Solved: Re: Common terms such as "unix" and "linux" should not be predefined macros

ur · ‎11-27-2022

On multiple occasions the predefined macros "linux" and "unix" have caused porting problems.

Such common terms without an underscore prefix and/or suffix have caused inadvertent substitution on multiple occasions. I was hoping ifx in particular would not carry this forward, but apparently it does; including "unix" which does not appear in either the ifort or ifx man-pages as

a predefined macro.

At least in ifx going forward I think these should be removed. If not removed "unix" should be documented at a minimum.

Usually, it causes compilation failures, and new users in particular are confused. Turning off macro substitution, adding #undef, or -U can all work around it, but I have seen it cause issues multiple times, particularly when build utilities/IDEs run all files through the preprocessor regardless of file suffix.

Perhaps a warning to switch to __linux and __unix could be produced if it appears in a preprocessor directive would be useful, but such common terms should never be predefined, particularly in the case of ifx which gives an opportunity to quit carrying this forward.

Ron_Green · ‎11-28-2022

It does surprise me to see these without underscores. I've looked at dryrun output for years and these never caught my eye. And these 2 undecorated macros are only seen on Linux. Both macOS and WIndows have OS macros defined but with appropriate decoration. This must be some legacy thing, especially the "unix" macro which I would guess goes back to DEC days. I'll bring this up at staff and see if anyone can remember what these are used for, if at all. If they're not being used I'll see if we can remove them in a future update.

View solution in original post

Steve_Lionel · ‎11-27-2022

These are artifacts of what some compilers did in the past and still might be used in some codes. I agree that they can pose problems if running non-Fortran code through the preprocessor.

ur · ‎11-27-2022

The problems were with Fortran code; although with preprocessor directives in it. Things like

subroutine(a,b,unix)

If they were only defined by default when macro expansion is off they would be far less troublesome. I have not seen and do not see much problem with "#ifdef unix" but expansion of the code is the real problem.

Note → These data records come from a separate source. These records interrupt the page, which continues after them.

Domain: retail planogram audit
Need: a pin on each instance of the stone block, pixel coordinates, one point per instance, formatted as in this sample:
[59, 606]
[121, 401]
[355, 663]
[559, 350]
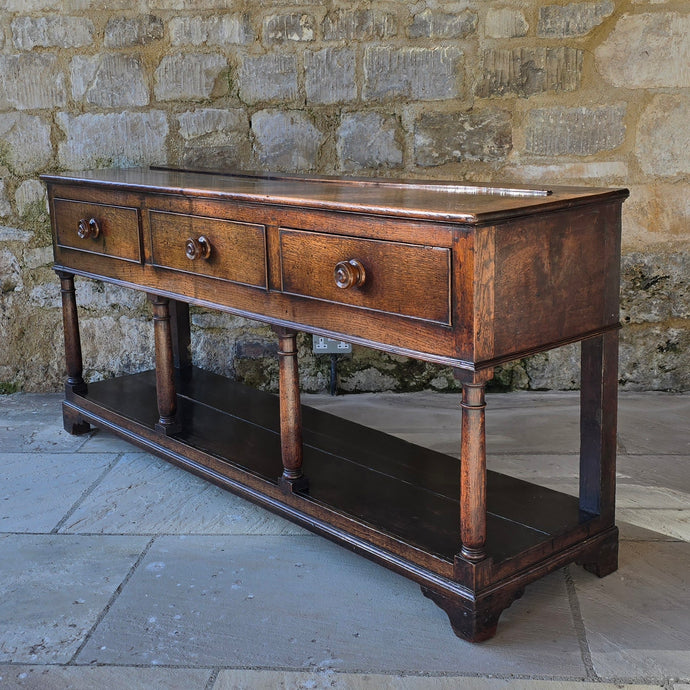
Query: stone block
[286, 140]
[663, 136]
[576, 19]
[435, 24]
[330, 75]
[116, 139]
[576, 131]
[226, 29]
[647, 51]
[268, 78]
[10, 272]
[112, 80]
[368, 140]
[123, 32]
[31, 81]
[30, 194]
[654, 286]
[482, 135]
[358, 25]
[24, 142]
[5, 208]
[188, 76]
[505, 22]
[215, 137]
[54, 31]
[412, 73]
[656, 212]
[527, 71]
[279, 28]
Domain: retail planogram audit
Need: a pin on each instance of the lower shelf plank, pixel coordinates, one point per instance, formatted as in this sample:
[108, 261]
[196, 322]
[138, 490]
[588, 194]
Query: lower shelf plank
[396, 487]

In the past (and now as well) preprocessors for Fortran often did not do macro expansion; including a good number of "fpp" flavors. It is little problem with those processors.

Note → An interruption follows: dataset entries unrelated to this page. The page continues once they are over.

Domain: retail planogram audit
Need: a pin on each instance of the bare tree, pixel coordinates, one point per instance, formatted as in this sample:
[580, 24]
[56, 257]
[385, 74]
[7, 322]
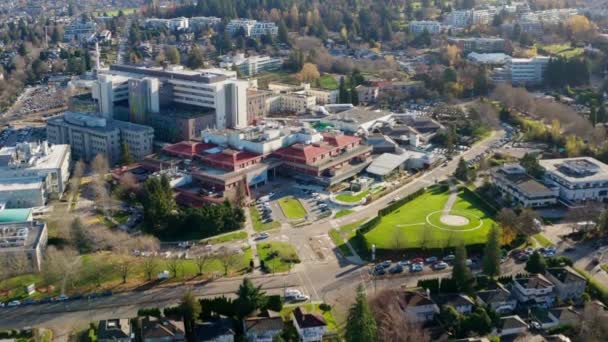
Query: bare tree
[173, 265]
[201, 261]
[388, 308]
[150, 265]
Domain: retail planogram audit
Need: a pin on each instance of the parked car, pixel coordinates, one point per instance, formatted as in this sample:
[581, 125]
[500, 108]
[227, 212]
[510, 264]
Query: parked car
[450, 257]
[395, 269]
[440, 266]
[416, 268]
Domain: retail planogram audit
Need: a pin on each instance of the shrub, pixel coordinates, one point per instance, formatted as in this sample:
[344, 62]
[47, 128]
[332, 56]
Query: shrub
[154, 312]
[324, 307]
[173, 312]
[274, 303]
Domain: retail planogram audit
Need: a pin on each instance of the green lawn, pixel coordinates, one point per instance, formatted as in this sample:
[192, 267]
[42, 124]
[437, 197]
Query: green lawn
[313, 308]
[102, 268]
[234, 236]
[352, 198]
[292, 208]
[343, 212]
[542, 240]
[258, 225]
[338, 240]
[409, 227]
[328, 82]
[562, 50]
[278, 256]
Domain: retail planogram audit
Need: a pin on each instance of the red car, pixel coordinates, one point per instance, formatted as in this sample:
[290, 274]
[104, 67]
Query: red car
[417, 260]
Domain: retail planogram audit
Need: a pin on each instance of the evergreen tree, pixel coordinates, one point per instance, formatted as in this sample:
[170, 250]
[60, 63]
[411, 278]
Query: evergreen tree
[342, 91]
[125, 154]
[461, 273]
[360, 324]
[249, 298]
[491, 254]
[190, 309]
[462, 171]
[283, 35]
[536, 264]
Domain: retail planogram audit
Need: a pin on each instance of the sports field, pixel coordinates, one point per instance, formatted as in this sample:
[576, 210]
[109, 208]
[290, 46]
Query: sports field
[426, 222]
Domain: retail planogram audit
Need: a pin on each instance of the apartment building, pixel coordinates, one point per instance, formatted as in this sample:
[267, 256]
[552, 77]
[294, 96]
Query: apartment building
[31, 172]
[89, 136]
[22, 240]
[513, 182]
[216, 89]
[418, 27]
[479, 45]
[252, 65]
[577, 179]
[252, 28]
[528, 71]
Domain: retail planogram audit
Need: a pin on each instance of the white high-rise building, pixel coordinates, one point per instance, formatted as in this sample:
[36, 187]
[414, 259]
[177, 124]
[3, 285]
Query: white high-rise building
[216, 89]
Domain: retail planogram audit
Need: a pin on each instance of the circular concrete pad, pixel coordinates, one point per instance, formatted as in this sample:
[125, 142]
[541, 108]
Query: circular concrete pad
[454, 220]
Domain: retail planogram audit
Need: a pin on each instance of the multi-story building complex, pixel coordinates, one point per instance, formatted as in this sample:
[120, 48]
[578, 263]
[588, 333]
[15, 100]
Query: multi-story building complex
[89, 136]
[22, 240]
[528, 70]
[479, 45]
[535, 290]
[215, 89]
[513, 182]
[252, 28]
[31, 172]
[252, 65]
[418, 27]
[461, 19]
[578, 179]
[79, 30]
[569, 284]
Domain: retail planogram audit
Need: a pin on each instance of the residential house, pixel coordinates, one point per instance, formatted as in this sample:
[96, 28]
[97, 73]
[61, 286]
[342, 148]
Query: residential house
[114, 330]
[419, 306]
[499, 299]
[510, 325]
[535, 290]
[311, 327]
[262, 327]
[569, 284]
[153, 329]
[218, 330]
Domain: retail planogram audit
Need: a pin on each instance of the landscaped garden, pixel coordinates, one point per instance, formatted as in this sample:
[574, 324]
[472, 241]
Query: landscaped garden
[423, 222]
[277, 256]
[292, 208]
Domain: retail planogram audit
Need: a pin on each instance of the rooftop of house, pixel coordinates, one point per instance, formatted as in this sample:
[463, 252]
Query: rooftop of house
[308, 320]
[416, 298]
[266, 320]
[114, 329]
[566, 274]
[153, 327]
[215, 328]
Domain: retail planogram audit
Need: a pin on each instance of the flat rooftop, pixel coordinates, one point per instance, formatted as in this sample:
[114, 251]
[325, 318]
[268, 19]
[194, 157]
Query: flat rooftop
[582, 169]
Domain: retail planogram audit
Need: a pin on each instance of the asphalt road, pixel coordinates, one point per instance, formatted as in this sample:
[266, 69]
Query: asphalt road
[323, 274]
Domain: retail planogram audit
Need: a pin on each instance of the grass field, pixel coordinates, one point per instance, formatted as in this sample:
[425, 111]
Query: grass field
[102, 268]
[234, 236]
[562, 50]
[352, 198]
[343, 212]
[417, 223]
[313, 308]
[278, 256]
[258, 225]
[328, 82]
[292, 208]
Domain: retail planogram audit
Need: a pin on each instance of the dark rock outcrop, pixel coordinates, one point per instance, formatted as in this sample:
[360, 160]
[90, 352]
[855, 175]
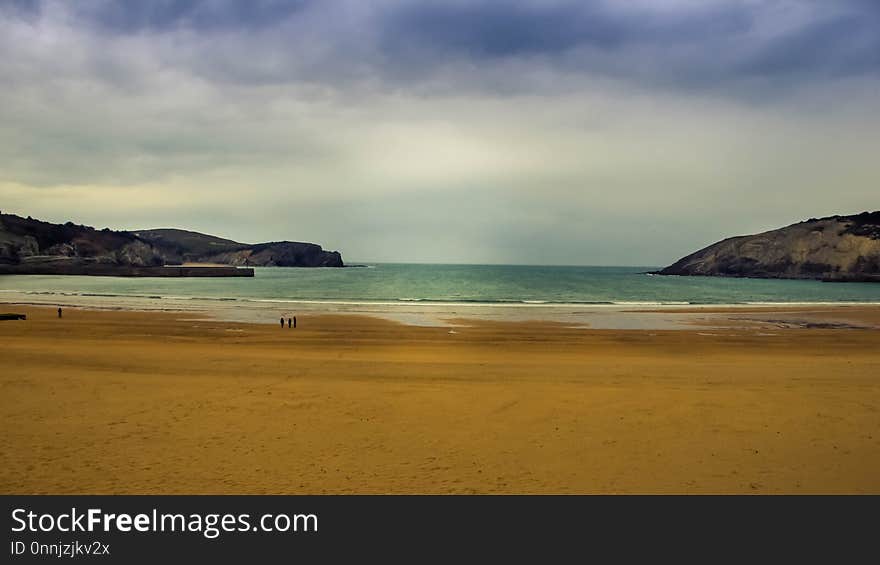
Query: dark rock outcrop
[186, 246]
[33, 246]
[836, 248]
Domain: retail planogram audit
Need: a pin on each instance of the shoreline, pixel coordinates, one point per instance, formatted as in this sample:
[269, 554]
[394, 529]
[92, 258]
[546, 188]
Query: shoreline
[150, 402]
[865, 315]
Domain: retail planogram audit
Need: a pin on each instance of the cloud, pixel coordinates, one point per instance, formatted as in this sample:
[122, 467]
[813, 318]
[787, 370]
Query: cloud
[552, 131]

Steve_Lionel · ‎11-27-2022

My experience over 40+ years is that preprocessors always did macro expansion, but sure, some might not. As it happens, the Fortran standards committee is considering standardizing preprocessing in a future (post-2023) revision. I've added a note to the discussion that any predefined symbols must start with at least one underscore.

ur · ‎11-27-2022

Yes, I remember when you were just a kid at Digital. I assure you many Fortran preprocessors did not, as I wrote or contributed to several. Note that although the open-source implementation of the last one proposed by the Fortran committee included macro expansion the proposal did not.

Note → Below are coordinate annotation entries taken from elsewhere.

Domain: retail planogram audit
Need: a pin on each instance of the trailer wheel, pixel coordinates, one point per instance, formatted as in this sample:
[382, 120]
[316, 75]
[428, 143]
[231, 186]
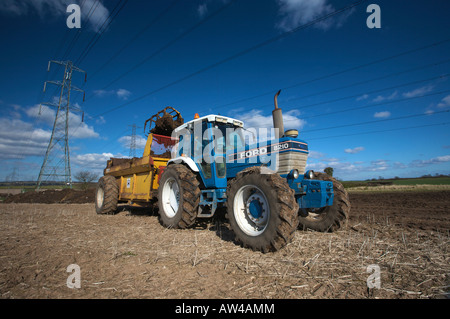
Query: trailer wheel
[107, 195]
[262, 210]
[330, 218]
[178, 197]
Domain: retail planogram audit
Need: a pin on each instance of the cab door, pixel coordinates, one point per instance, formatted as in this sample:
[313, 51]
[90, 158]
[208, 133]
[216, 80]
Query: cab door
[211, 164]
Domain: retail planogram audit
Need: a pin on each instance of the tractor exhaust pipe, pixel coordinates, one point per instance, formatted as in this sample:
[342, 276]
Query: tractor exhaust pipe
[277, 118]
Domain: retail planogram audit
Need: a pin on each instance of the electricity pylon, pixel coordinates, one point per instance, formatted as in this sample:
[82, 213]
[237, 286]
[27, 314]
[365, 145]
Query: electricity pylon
[56, 163]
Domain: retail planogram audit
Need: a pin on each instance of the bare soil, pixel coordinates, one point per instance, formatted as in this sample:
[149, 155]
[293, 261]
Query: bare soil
[130, 255]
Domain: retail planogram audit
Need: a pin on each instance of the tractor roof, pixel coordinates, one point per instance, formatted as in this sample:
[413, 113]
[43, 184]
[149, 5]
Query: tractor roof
[212, 118]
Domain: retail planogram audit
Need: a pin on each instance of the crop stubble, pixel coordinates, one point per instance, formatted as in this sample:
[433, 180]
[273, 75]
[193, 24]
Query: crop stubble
[130, 255]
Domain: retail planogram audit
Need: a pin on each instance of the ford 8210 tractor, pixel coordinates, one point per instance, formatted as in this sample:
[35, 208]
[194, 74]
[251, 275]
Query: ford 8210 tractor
[261, 182]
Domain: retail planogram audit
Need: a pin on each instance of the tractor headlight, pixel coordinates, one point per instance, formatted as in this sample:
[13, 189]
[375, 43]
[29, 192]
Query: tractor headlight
[294, 173]
[309, 174]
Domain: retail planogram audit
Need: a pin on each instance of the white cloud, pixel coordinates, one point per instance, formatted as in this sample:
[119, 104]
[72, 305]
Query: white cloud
[92, 160]
[123, 94]
[202, 10]
[19, 139]
[381, 98]
[57, 8]
[354, 150]
[418, 92]
[444, 102]
[77, 128]
[384, 114]
[435, 160]
[126, 141]
[362, 97]
[120, 93]
[295, 13]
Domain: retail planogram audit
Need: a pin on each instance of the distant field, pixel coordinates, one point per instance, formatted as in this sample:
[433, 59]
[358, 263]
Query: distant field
[422, 181]
[400, 181]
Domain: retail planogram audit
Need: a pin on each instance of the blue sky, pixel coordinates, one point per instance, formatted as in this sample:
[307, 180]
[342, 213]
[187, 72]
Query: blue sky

The underscore is a good recommendation, and an (incomplete) listing of preprocessor variables shows that is common practice. See

https://fortranwiki.org/fortran/show/Predefined+preprocessor+macros

There was an extended comparison done of the current preprocessors and they all vary in some not so-subtle ways that almost all revolve around macro expansion. I thought it was in the Fortran Discourse forum or the fpm discussions but I do not immediately see it.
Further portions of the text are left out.